Varney: And do you think through the measures that you’re talking about, that you could reduce costs — 15%, 20% — in the health care system of the United States?
Verma: I think our goal is to try to reduce cost, and to make it more unaffordable [sic]. And we’ve had great success with this under President Trump’s leadership. If we look at the Medicare Advantage Program, for example, under his leadership, premiums have gone down by over 23% since he came into office. In the Part D program, premiums are down by 13%, the lowest level in seven years. Going back to Medicare Advantage, that’s the lowest level in 13 years. So, I think the president’s policies are working, because we demonstrated that we can lower premiums.
Same thing on the individual exchanges. For the very first time, the individual market has been stabilized and premiums went down last year by a percent, this year by 4%, and they’re still too high, there’s a new class of uninsured being created by Obamacare, but President Trump’s policies have actually resulted in more Americans, more seniors having money back in their pockets.
Varney: Now we’re waiting for a ruling from the courts on the future of the Affordable Care Act.
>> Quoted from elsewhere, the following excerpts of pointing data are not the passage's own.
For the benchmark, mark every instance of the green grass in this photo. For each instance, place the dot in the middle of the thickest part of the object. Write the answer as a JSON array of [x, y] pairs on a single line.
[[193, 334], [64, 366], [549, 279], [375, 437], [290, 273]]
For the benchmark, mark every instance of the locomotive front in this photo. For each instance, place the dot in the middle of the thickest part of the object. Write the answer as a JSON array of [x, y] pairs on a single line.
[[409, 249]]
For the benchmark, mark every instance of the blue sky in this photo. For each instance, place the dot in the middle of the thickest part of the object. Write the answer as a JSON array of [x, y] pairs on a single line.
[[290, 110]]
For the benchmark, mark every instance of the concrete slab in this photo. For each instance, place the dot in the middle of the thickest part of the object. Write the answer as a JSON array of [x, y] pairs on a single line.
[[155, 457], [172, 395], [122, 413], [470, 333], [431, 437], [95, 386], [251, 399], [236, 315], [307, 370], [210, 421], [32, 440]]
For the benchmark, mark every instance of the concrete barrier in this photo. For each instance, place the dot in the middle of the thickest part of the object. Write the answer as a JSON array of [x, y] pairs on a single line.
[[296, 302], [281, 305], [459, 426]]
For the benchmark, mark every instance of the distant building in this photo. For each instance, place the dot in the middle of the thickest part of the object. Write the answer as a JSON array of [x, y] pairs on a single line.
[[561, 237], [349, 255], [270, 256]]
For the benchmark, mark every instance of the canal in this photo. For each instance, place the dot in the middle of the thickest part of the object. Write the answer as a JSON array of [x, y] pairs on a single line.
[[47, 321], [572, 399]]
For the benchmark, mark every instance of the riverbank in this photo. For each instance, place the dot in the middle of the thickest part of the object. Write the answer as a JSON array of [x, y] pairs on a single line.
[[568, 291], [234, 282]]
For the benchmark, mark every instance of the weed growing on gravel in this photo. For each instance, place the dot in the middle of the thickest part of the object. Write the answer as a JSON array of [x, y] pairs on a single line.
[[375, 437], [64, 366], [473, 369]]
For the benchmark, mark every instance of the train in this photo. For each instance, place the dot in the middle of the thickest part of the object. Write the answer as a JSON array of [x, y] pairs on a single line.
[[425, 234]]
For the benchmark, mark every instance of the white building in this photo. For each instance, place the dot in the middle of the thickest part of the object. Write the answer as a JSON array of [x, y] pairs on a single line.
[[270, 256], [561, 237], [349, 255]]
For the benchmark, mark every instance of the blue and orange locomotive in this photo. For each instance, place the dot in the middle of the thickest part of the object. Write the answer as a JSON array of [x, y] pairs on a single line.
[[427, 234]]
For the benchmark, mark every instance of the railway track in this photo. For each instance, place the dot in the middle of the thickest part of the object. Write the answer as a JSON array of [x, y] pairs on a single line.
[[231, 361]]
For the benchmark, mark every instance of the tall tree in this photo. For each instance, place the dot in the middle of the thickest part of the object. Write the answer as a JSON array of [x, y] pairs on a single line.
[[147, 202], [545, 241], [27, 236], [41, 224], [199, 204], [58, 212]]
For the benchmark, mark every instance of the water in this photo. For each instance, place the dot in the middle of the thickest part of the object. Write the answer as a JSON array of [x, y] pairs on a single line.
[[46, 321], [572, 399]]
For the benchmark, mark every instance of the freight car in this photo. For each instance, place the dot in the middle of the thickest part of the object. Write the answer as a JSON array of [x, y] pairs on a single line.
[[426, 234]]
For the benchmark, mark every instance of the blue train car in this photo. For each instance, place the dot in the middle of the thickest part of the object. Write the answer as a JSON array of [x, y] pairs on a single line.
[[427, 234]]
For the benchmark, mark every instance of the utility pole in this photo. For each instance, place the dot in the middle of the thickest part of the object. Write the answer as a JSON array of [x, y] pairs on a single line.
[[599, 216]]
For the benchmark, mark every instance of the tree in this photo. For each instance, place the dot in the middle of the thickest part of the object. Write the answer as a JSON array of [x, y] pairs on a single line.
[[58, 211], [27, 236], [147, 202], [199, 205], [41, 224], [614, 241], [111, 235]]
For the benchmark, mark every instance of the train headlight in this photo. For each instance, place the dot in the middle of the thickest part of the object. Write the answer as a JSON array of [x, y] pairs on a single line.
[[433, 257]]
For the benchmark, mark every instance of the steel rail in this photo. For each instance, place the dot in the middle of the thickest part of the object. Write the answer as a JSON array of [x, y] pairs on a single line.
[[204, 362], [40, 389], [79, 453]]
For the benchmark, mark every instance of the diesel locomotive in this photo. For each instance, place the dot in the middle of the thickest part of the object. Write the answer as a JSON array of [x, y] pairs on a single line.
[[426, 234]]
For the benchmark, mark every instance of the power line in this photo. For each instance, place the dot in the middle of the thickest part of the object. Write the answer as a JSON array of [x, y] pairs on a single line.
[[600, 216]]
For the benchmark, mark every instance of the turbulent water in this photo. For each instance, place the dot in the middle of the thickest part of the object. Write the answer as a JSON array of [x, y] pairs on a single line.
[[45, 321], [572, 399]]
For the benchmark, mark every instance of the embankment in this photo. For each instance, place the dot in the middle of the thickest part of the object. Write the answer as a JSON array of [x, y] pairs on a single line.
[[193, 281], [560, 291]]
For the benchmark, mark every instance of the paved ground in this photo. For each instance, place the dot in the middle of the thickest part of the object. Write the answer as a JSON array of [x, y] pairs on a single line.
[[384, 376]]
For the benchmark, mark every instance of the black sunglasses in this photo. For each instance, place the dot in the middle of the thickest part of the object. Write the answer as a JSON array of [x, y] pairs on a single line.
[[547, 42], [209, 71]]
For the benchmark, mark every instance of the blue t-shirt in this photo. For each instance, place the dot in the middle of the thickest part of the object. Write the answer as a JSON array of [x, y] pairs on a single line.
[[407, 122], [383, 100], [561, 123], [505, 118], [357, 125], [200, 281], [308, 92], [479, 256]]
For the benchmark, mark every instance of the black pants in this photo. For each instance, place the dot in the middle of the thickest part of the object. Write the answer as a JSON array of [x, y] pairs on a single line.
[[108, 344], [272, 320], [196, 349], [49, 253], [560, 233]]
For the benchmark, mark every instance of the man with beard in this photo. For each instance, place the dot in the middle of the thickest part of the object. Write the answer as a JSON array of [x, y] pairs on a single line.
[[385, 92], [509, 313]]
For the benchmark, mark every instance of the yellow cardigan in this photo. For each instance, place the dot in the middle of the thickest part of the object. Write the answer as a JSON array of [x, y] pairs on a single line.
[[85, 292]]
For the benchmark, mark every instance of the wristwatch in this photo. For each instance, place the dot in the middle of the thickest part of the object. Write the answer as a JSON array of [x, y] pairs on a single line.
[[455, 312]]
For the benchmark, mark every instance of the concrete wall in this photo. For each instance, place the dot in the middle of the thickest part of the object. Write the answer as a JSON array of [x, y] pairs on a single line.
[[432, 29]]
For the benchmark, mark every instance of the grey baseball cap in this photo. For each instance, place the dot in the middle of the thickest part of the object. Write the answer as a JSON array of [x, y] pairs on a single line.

If it’s struck down, what is your plan to replace it?
Verma: Well, the president’s been very clear that he wants to make sure that individuals with preexisting conditions have protections. And we have prepared for a variety of scenarios, and we want to make sure that there’s no disruption in coverage. And we’ll work with Congress to make sure that Americans have access to high-quality, affordable coverage. That is not what they have today. People with preexisting conditions do not have those protections. Individuals that don’t get subsidies and can’t afford coverage really don’t have those protections. And so the president wants to make sure that we’re addressing those individuals, and that people with preexisting conditions have the appropriate protections that they don’t have today.
Varney: But how do you guarantee those protections, also reduce costs and not lead to widespread uninsurance rates going up?
Verma: I think our focus is not just on costs, but it’s also making sure that we preserve quality and innovation in the system. One of the initiatives that we’ve had is around trying to pay our providers differently. Right now, we’re paying in a system where we just pay for people to get things done. And we want to change that paradigm, where we’re holding providers accountable for providing quality care, improving the quality of life, preventing disease and keeping people healthy.
Varney: So, just my final question. There have been these reports of a rift, a growing rift between you and Department of Health and Human Services Secretary Alex Azar. And I wonder if people should be concerned about whether or not that’s going to get in the way of the very ambitious slate of initiatives that you and President Trump have planned?
Verma: Well, Secretary Azar and I are both committed and have a shared goal around delivering on the president’s agenda.